Likewise, Packaged Facts stated, two out of three consumers (67 percent) favor groceries with fewer and simpler ingredients, while roughly the same percentage take nutritional content statements, ingredient-free statements and statements about health benefits into consideration when buying packaged foods and beverages. These consumers are becoming more vocal — through social media, focus groups, consumer surveys and even petitions — about what they want and do not want in their foods and beverages.

As consumers begin to look more closely at what goes into their foods and beverages, the industry is reformulating and repositioning mainstream products and lines to have cleaner labels, Packaged Facts said. Cognizant of what consumers want, major retailers are pushing food and beverage producers to make sweeping changes in their products.
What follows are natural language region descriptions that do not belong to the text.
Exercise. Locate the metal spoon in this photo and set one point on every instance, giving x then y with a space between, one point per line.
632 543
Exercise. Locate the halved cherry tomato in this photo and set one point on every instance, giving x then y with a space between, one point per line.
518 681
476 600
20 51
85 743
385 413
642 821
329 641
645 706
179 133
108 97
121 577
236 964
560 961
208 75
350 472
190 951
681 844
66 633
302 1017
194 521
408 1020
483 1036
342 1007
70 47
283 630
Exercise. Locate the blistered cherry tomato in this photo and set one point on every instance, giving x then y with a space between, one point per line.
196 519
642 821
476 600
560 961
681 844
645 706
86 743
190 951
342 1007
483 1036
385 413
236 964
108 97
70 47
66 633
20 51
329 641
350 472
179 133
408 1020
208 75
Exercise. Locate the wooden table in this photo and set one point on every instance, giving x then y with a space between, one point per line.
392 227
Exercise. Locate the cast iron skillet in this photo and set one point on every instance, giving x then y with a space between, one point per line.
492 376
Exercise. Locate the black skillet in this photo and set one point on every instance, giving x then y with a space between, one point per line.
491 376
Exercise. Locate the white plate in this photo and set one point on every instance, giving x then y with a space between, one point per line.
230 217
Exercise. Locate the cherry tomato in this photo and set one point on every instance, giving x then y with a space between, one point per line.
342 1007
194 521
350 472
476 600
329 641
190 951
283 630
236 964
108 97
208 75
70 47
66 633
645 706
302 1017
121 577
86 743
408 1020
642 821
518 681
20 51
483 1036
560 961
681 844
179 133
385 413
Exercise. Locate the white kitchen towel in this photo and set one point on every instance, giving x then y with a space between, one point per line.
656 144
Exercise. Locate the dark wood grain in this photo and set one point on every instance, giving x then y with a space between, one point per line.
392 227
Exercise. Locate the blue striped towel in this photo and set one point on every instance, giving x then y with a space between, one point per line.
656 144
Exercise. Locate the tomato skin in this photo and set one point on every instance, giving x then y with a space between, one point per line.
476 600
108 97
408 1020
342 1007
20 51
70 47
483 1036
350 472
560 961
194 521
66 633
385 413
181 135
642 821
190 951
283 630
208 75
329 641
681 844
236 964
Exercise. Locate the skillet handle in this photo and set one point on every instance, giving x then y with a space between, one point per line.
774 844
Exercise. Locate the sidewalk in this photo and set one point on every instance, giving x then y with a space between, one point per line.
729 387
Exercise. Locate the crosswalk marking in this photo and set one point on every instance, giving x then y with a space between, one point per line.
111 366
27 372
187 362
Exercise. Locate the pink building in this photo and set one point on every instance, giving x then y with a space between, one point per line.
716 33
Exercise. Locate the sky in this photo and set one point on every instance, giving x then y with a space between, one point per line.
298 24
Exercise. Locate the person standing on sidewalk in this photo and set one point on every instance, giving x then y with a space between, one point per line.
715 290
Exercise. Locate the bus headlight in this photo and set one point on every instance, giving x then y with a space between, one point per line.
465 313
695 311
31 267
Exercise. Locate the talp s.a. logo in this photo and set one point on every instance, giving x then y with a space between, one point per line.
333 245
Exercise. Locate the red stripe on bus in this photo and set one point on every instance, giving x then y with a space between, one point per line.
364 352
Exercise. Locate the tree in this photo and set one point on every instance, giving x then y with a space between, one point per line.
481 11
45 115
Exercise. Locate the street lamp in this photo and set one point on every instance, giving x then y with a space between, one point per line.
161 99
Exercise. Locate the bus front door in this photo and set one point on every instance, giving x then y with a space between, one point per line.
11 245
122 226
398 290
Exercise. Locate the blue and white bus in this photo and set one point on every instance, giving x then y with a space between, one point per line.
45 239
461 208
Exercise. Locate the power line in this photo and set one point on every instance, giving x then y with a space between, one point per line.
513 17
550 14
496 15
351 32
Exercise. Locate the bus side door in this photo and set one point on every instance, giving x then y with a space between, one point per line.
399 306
Many retailers have developed their own brands of clean-label products. Major industry initiatives include eliminating artificial coloring and flavorings, replacing artificial preservatives with natural ones, reducing added sugars, switching to GMO-free ingredients, and reducing or eliminating routine antibiotics given to animals.

Indeed, while the federal government mandates nutrition facts panels and ingredients labels on packaged foods and beverages, some marketers, retailers and foodservice providers are ahead of the pack when it comes to labeling trends, Packaged Facts stated. These companies are acting proactively as they feel the winds of change — whether from potential government legislation, nutritional recommendations, or consumer demands — and are willing to overhaul their products and even their most iconic brands, noted David Sprinkle, research director for Packaged Facts. For instance, on the national brand side:

  • Kraft Foods Group announced plans to remove artificial colors and preservatives from its flagship Original Macaroni & Cheese boxed dinner mixes beginning in January 2016.
  • The Hershey Co. announced that it will begin reformulating its products with simpler and easier-to-understand ingredients, following a three-prong strategy: simpler, using more natural ingredients; sharing ingredient information with consumers; and sourcing responsible and sustainable ingredients.
  • Tyson Foods, in late April, said that by September 2017, it expects to stop giving its chickens antibiotics that are also used in human medicine. Tyson is a major chicken supplier to McDonald’s, which a month earlier announced that its 14,000 U.S. units will stop selling chicken raised with human antibiotics within the next two years.